Traffic measurement and characterization are applied networking research methodologies aimed at understanding packet traffic on the Internet. From its humble beginnings in LAN-based measurement of network applications and protocols, network measurement research has grown in scope and magnitude, and has helped providing insight to fundamental properties of the Internet, its protocols, and its users. For example, Internet traffic measurement and monitoring serves as the basis for a wide range of IP network operations, management, engineering tasks such as trouble shooting, accounting and usage profiling, routing weight configuration, load balancing, capacity planning, and so forth.
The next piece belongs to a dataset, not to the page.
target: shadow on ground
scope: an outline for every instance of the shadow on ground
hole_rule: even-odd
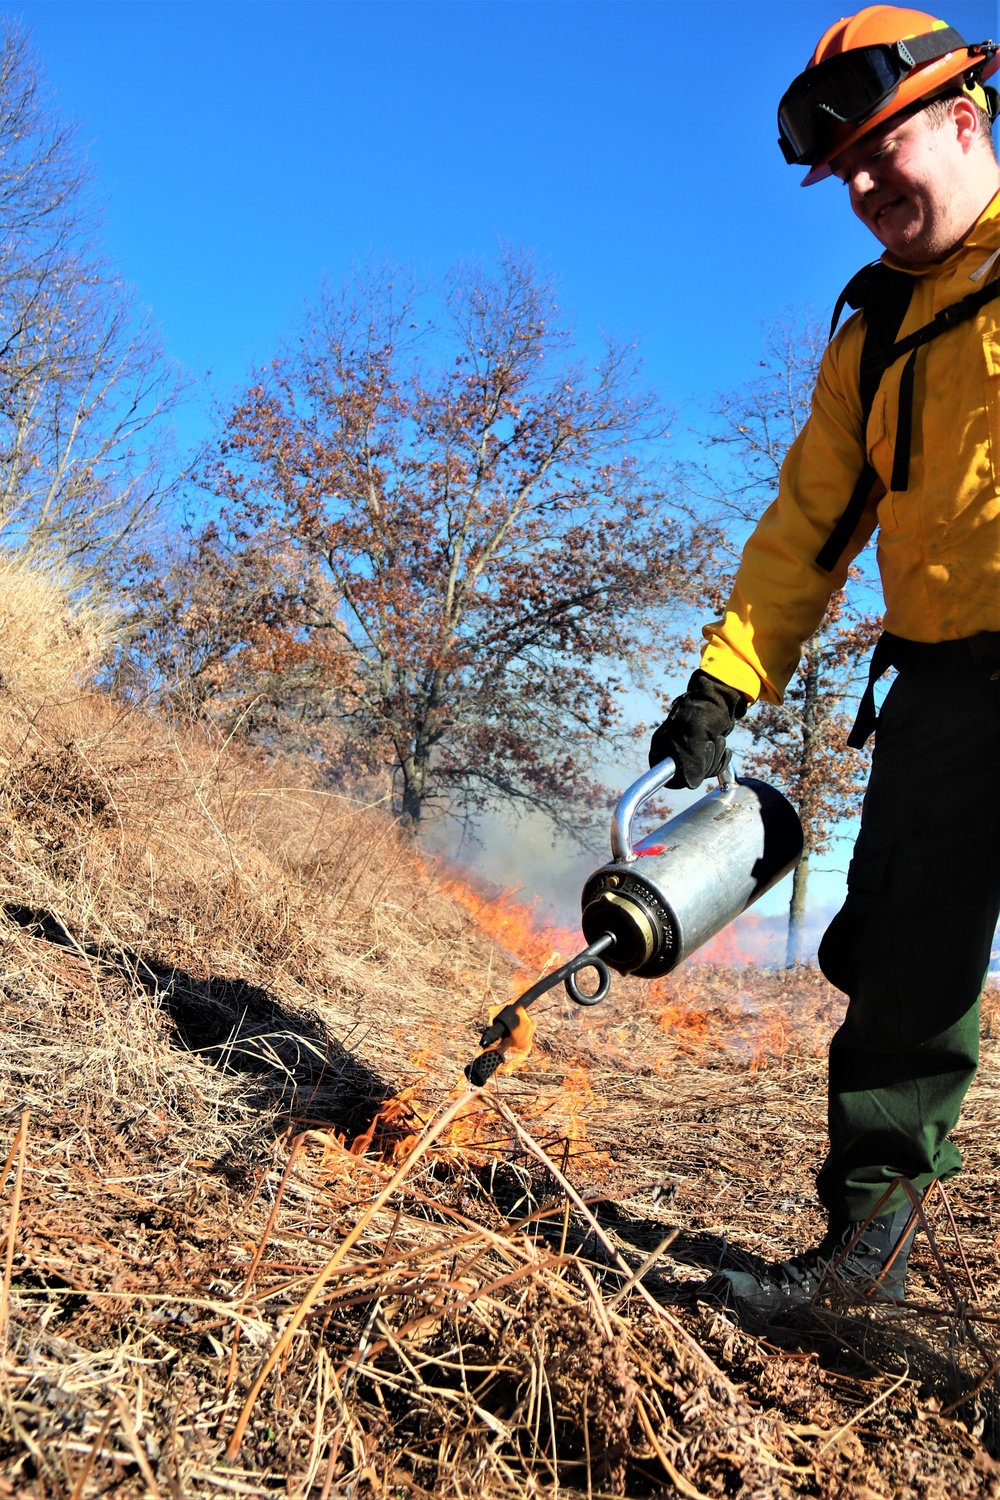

Recently, traffic classification emerged as an additional powerful tool to better understand the Internet traffic and its users. Design and development of robust and efficient traffic classification tools for IP networks proved to be very useful for anomaly detection, intrusion detection and intrusion prevention systems, enforcement of network security policies by traffic filtering, QoS management & traffic engineering, network provisioning. Given the continuous evolution of Internet applications, new techniques must be designed to correctly classify Internet traffic, since most of today applications follow a proprietary design and often exploit encryption techniques, so that classical packet inspection mechanisms cannot be used.

The Telecommunication Research Group has been very active in the research community considering both traffic classification, measurement and characterization. New methodologies have been proposed, and implemented in Tstat (, a tool that, starting from standard software libraries, offers to network managers and researchers important information about classic and novel performance indexes and statistical data about Internet traffic.